Little is known specifically about the effects of conflict and displacement on provision of SRH services. According to World Health Organization (WHO), key SRH interventions include: family planning, safe abortion care to the full extent of the law and post-abortion care, pregnancy care, childbirth care including emergency obstetric care, postnatal care (mother and newborn), prevention and management of sexually transmitted infections and HIV, including mother-to-child transmission of HIV and syphilis, prevention and management of gender-based violence [16]. Although some studies have shown increased vulnerability to sexually transmitted infections, including HIV, increased levels of gender-based violence, and worse birth outcomes in conflict-affected settings, the extent to which these findings from different countries experiencing different causes of conflict and displacement are generalizable is unclear [6]. A large, multi-country assessment found that although refugees living in camp settings had better access to reproductive health care than internally displaced or non-displaced populations, many still lacked access to life-saving emergency obstetric care or to a full spectrum of family planning options [14]. A more recent assessment of family planning service availability in the Democratic Republic of the Congo, Sudan and Northern Uganda similarly found that fewer than one-third of facilities which were expected to provide broad spectrum family planning services had the requisite supplies, staff, or equipment to meet the needs of potential clients, and in some regions no facilities were properly equipped [7].

Mali is among the world's poorest countries [13], with one of the world's highest maternal mortality ratios at approximately 540 per 100,000 live births [22]. Against a backdrop of an ongoing crisis of food insecurity in the Sahel region, armed conflict broke out in Northern Mali in January 2012, leading to a divided country and internal and external displacement of its residents. Figure 1 describes the timeline of events. As of December 31, 2013, an estimated 422,900 Malians were displaced, the majority of whom (over 250,000) were displaced internally; and over three million Malians were facing moderate or severe food insecurity [15]. The conflict and ongoing insecurity led to physical destruction of health facilities, a lack of qualified health workers, and medical supply chain problems, particularly in the Northern conflict-affected areas [20].

Fig. 1
figure 1

Timeline of events in Mali (January 2012–August 2013)

A nationwide rapid assessment employing Health Systems Availability Mapping System (HeRAMS), further described below, was conducted by the World Health Organization (WHO) in partnership with the Ministry of Health (MoH) in post-conflict Mali in 2013. In this analysis, we aim to understand the association between levels of conflict and displacement and the availability of SRH services within the health sector in post-conflict Mali.

Methods

HeRAMS survey was developed in response to the “lack of data for decision-making” during conflicts and humanitarian emergencies and mainly aims to systematically assess and monitor health services availability using a standardized tool within limited time, resources and accessibility.
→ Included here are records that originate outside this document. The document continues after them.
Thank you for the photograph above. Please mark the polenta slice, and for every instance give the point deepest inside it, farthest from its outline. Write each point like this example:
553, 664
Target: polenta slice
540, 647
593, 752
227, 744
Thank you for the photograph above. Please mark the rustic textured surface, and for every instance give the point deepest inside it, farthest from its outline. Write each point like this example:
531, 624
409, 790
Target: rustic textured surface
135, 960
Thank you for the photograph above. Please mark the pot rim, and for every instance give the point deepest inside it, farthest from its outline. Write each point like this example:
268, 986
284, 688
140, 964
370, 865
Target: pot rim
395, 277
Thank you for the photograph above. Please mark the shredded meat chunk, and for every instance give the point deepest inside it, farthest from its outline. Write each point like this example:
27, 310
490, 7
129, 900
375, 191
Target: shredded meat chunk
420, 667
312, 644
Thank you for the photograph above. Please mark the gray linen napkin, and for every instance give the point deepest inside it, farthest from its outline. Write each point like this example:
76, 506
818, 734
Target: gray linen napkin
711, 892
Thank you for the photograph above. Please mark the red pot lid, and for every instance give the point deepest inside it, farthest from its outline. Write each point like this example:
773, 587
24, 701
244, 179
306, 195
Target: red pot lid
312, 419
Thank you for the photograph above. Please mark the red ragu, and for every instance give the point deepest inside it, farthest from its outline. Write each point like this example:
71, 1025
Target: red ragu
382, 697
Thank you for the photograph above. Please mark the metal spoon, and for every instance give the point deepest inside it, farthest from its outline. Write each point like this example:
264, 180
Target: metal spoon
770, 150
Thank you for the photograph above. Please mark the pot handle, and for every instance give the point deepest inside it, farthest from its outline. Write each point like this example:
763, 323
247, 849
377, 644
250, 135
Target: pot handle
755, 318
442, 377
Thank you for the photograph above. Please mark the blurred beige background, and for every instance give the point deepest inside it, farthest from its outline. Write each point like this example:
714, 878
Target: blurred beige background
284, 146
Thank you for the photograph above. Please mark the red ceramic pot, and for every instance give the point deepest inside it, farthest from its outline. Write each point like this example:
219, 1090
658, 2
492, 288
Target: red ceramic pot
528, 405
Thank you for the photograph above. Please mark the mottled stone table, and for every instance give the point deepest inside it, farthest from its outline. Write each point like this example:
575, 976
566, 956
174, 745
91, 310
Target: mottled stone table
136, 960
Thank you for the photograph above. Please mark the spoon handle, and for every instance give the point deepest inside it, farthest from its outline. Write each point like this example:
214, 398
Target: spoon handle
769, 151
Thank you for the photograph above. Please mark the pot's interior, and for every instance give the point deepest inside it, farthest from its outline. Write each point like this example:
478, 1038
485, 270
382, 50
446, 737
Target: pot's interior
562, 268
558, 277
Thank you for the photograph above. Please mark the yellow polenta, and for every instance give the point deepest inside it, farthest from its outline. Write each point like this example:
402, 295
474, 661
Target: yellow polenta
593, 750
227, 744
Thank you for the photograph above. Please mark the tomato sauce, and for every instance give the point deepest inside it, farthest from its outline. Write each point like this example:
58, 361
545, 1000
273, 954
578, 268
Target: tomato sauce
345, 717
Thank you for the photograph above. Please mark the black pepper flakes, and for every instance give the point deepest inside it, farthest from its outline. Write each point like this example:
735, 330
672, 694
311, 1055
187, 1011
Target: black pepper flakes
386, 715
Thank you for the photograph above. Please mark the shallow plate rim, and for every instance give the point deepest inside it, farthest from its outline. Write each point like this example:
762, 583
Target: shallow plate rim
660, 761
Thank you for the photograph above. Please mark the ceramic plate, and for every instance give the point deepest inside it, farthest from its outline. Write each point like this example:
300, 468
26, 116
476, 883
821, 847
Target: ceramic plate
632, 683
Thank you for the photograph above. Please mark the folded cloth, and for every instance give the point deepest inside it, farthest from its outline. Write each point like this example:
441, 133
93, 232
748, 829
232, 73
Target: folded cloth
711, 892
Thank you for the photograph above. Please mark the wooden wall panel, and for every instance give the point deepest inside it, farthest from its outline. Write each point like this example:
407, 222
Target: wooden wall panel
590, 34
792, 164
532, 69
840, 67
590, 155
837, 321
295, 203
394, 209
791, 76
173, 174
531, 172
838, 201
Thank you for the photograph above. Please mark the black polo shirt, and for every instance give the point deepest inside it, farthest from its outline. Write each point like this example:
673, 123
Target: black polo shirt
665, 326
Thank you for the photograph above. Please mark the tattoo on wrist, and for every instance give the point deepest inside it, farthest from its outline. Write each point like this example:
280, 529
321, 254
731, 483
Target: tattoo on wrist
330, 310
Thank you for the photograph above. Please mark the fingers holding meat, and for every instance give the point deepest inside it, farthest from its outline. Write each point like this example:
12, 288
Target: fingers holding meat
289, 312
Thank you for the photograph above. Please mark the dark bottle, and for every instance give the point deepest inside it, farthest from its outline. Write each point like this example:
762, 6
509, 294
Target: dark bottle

It has been used in a number of humanitarian settings, such as Haiti and Darfur [23]. The HeRAMS survey in Mali included all primary, secondary and tertiary health facilities registered under the MoH in the country except health structures such as pharmacies, labs and imaging facilities. It was conducted between April and May 2013 in Mali. This cross-sectional survey included questions on general information about the facility characteristics, accessibility, activity volume and questions related to the availability of specific health services under different domains such as child health, nutrition, communicable diseases and maternal and newborn health. More information on the HeRAMS, including the tool, approach and technical user guide [23] and the executive summary of the Mali HeRAMS survey are available online [17].

Briefly, the survey was initiated and adapted in consultation with the MoH Mali, the World Health Organization (WHO) country office and WHO’s Department of Emergency Risk Management and Humanitarian Response (ERM) and Global Health Cluster (GHC), and asked questions about the integrity of the facility and the health services that were being provided. The questionnaire was piloted in several health facilities in the Bamako region and adapted based on feedback. The survey was then sent to all primary, secondary and tertiary health facilities throughout the country, filled out by the social and health personnel at each facility Surveys were returned to the district offices after completion. In case of difficulty of access, the surveys were completed by telephone. Data entry was done by the WHO country office in Bamako, Mali. The modified HeRAMS tool and the protocol for Mali are available upon request.

Our analysis is limited to primary level facilities and focuses on services related to SRH. The following facility types were included: basic community primary care level (CSCOM), private primary level, public primary level reference (CSREF) facilities and others such as individual health cabinets, clinics and polyclinics. The SRH services were grouped under three categories: maternal and neonatal services, including family planning and comprehensive abortion care; services provided to the victims of sexual violence; and treatment for sexually transmitted infections and HIV/AIDS. Table 1 describes specific services and their operational definitions (where available), as used in HeRAMS Mali survey. We excluded secondary and tertiary level facilities in this analysis due to small number (n = 15) and the different mandate and range of services provided.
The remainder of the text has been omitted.